Thursday, April 05, 2007

Oxford atheist ridiculed by Anglican theologian during debate

Crusading pro-evolution scientist Richard Dawkins has had his anti-religious claims ridiculed during an Oxford debate with a theologian who once was an atheist like the evolutionist, who is devout in his public denunciations of religion.

"Having been an atheist, I discovered religion was in fact an enormously powerful, transformative power for good," said Alister McGrath, Oxford University's professor of Historical Theology.

"The claim that the scientific explanation ends everything, ignores fundamental realities. There's a whole range of human experiences, often involving a longing for something beyond us which brings legitimacy to our core notions and philosophical ideas."

The 54-year-old Anglican priest was debating with Dawkins during Oxford's Literary Festival in March. Dawkins' post as professor of the Public Understanding of Science at Oxford is funded by Hungarian-born Microsoft millionaire Charles Simonyi.

His attacks on religion are frequent, and he set up a foundation in December to send atheist books and DVDs to schools in Britain and the United States.

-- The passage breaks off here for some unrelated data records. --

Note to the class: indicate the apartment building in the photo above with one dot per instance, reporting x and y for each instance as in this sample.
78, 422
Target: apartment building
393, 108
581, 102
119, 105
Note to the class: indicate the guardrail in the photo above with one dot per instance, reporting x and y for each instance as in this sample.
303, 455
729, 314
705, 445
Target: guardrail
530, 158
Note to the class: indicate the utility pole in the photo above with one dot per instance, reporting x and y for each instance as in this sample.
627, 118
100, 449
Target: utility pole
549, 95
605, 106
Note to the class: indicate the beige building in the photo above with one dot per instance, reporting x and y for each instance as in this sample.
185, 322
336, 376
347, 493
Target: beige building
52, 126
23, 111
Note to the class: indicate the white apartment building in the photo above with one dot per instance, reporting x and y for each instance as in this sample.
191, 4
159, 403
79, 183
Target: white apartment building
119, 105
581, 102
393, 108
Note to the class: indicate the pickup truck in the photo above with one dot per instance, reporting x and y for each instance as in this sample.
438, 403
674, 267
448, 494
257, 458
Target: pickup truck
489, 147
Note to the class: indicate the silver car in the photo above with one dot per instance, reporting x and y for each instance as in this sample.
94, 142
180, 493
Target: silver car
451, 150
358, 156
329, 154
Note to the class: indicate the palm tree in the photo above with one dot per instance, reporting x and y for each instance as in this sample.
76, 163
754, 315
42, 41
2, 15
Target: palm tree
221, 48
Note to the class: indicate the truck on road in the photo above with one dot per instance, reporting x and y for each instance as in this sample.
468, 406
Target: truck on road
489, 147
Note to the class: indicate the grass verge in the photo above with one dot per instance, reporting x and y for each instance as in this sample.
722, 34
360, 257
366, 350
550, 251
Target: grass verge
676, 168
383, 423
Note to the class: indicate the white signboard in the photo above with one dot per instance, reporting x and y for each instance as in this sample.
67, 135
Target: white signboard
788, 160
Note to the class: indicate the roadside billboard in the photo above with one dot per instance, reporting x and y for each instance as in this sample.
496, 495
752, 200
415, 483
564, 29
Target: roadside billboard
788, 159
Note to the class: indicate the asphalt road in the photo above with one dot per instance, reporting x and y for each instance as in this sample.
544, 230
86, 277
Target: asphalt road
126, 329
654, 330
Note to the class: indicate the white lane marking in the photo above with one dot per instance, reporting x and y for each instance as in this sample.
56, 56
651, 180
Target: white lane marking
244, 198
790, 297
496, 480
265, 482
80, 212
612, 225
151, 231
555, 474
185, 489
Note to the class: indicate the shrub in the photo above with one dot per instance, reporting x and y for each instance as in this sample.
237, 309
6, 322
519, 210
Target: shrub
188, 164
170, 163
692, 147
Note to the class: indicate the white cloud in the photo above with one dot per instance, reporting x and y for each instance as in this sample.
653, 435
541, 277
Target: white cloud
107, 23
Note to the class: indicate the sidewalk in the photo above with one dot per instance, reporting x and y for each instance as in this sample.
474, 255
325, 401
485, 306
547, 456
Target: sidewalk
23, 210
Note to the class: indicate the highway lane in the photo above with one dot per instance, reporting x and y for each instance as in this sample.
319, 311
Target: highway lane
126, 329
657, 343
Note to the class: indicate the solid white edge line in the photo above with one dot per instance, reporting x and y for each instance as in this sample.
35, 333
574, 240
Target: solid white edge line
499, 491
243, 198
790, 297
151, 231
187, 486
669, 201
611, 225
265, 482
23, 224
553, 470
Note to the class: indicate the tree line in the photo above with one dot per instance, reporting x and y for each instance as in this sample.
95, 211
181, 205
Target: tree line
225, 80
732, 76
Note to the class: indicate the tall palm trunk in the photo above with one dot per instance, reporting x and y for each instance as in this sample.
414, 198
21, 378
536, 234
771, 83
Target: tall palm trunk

"Far from being enriching, religion is stultifying, impoverishing and limiting," said Dawkins, whose book, "The God Delusion", has sold a million copies since publication in 2006.

"Science and religion both attempt to answer the same questions - the difference is that religion gets the answers wrong," the atheist campaigner asserted. McGrath said, however, science was unable to provide a "guiding moral vision".

He noted that non-believers such as the writer Iris Murdoch had agreed on the necessity of a transcendent basis for ethical decisions. "Although I can't prove Christianity, as I can prove the structure of DNA is a double helix, it is a hypothesis which makes perfect sense, and which gives direction and animation to life," said McGrath, who became a Christian after studying chemistry and molecular biophysics.

McGrath recently published "The Dawkins Delusion" as a riposte to the scientist's book. "Belief in God creates an explanatory framework, which enables you to appreciate and value the sciences while also seeing beyond the beauty and glory of the world to something enriching and ennobling," contended McGrath.

Describing his book as a "consciousness-raising exercise", Dawkins belongs to the London-based National Secular Society, which has since the 19th century campaigned to make Britain atheist.

In his speech Dawkins said he had "disposed one by one" of arguments for God's existence, and believed it was "a form of child abuse" to assume children inherited their parents' religion "without consent".

McGrath, however, rejected this, arguing Dawkins had ignored "the dialectic between proving and giving reasons for something," and had falsely assumed science eliminated "the conceptual space for God".

"Religion has the capacity to go seriously wrong - it can be dogmatic, intolerant and aggressive, as can other worldviews," said McGrath.

"But it can also provide a moral stimulus and raise our imaginative capacities to new heights.

For every grand tragedy involving religion, there've been ten thousand acts of personal kindness and social good."